Below the heading, MINITAB lists the factors, their type (random or  fixed), their levels (2 for blocks and treatments, four for strains, and their values (coded in this case). Below is the ANOVA proper. There were large effects of block (p=0.004) and Treatment (p<0.0005) and  the  Treatment*strain interactions was significant at p=0.03. This implies that  the strains differed slightly in response.

Residuals plots were studied (not shown), and there was no evidence for lack of normality of the  residuals or heterogeneity of variance.
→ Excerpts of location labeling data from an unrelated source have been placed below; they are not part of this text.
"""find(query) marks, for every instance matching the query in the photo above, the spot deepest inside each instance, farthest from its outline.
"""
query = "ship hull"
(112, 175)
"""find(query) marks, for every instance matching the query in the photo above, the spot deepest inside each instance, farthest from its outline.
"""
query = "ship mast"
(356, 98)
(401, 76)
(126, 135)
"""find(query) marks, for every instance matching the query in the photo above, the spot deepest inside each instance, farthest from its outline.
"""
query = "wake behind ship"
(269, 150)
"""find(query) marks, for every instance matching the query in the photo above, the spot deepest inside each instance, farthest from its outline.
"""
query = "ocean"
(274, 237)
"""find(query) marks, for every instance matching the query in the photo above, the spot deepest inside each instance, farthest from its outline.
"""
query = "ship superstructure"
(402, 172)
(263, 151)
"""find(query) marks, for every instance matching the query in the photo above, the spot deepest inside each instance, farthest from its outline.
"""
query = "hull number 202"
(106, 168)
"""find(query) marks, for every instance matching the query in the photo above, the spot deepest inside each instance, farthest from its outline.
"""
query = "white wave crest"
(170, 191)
MINITAB output from the ANOVA

Factor             Type                 Levels                 Values
Block                random               2                        1 2
Treatmen           fixed                      2                         1 2
Strain                 fixed                     4                   1 2 3 4

Analysis of Variance for EROD, using Adjusted SS for Tests

Source   DF              SeqSS            AdjSS             Adj MS                     F              P
Block              1          47.610             47.610          47.610                  18.37      0.004
Treatmen         1        422.302           422.302        422.302                162.96       0.000
Strain               3         32.962             32.962         10.987                     4.24      0.053
Treat.*Strain    3          40.343              40.343          13.448                      5.19      0.034
Error                7         18.140             18.140           2.591
Total              15       561.357

 

The Treatment*strain interaction plot produced by MINITAB is shown below. Treatment 1 is the treated group, and all scores were much higher than in the controls. However, the difference was clearly a bit larger for  BALB/c (green). Post-hoc comparisons (not shown) indicate that this is  indeed largely due to BALB/c being slightly more sensitive than the other strains. Whether this has important biological implications is open to discussion. It may well be an example of a statistically significant effect which is of little biological importance.

ERODInteraction

A plot of the strain and treatment means is shown below. Controls are in yellow, treated in blue. each mean involves two animals. Some people have expressed doubts about the validity of means based on such small numbers. But in fact the sample size for comparing treated versus control is eight per group (averaging across strains). Means of two are better than if each individual were genetically different, as would be the case had the experiment been done using outbred mice.

ERODMeansPlot

 

Other designs

The designs considered here are by no means exhaustive. However, most of them should not be attempted without professional advice, and discussion is beyond the scope of this web site.